VAT Pushes Inflation Up

 

In a bid to plug a hole in the budget after revenue dropped sharply during last year's economic downturn, government lifted VAT to 12 percent from 10 percent from April.

 'All the group indices showed increases between March and April mainly due to the revision of the value added tax,' the CSO said in a statement.

A leap in CPI was largely expected, with analysts last month predicting inflation could climb as much as two percentage points over the next few months, in part also due to higher electricity prices.

Government, effective May 1, increased power tariffs by an average 30 percent in a bid to raise cash resources for the financially -strained national power utility.

 However, despite the increase in inflation, economist Dr Keith Jefferis does not see the central bank raising interest rates.In a recent interview with Business Monitor, Jefferis said Bank of Botswana's neutral monetary policy will try and accommodate the expected inflation jump as much as possible as the economy tries to recover.

' I do not see any major hike in the bank rate because although the bank has acknowledged the expected inflationary pressures in the short term, it noted that these would be offset to some extent by slower economic growth and reduced demand pressures as a result of declining household income and the slower growth of government spending,' he said.

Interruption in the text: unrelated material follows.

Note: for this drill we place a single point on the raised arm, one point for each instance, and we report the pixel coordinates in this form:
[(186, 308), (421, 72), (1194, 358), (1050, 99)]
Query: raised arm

In the 2010 Monetary Policy statement released in February, the Bank of Botswana had forecast the VAT increase to add 1.7 percentage points to inflation from April.

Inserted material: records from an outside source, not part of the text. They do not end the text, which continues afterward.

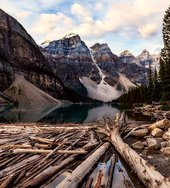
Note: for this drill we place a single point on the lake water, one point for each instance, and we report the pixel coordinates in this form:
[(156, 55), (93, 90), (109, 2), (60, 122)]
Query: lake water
[(73, 113)]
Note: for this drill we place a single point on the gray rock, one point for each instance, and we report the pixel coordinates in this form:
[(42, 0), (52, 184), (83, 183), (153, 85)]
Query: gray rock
[(20, 54), (166, 136), (165, 151), (165, 144)]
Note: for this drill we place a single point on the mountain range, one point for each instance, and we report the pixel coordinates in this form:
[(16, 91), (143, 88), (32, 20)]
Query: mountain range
[(66, 68)]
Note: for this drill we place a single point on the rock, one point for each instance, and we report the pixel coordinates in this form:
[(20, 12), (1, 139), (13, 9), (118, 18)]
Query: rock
[(140, 133), (165, 144), (150, 157), (138, 145), (112, 64), (166, 136), (19, 54), (153, 143), (157, 133), (165, 151)]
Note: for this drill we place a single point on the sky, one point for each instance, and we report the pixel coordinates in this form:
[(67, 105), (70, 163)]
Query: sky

Inflation, which registered a remarkable decrease from a peak of 15.1 percent year-on-year in August 2008 to 5.0 percent in November last year leading BoB to cut the Bank Rate by five percentage points during the year, increased in the first two months of the year but settled at 6 percent in March.

'In the medium-term inflation is expected to be within the objective range on a sustained basis by the first quarter of 2011. 'The risks to this outlook include any substantial upward adjustment in administered prices and government levies as anticipated in the revenue projections announced in the 2010 Budget Speech.

'Moreover, there is a risk that any accelerated world economic recovery may lead to a rise in oil prices. It is anticipated that the pula exchange rate will be largely stable with minimal effects on domestic price developments,' said the central bank in a statement.

The bank left its main lending rate steady at 10 percent in February, saying longer-term inflation was under control while economic growth remained weak.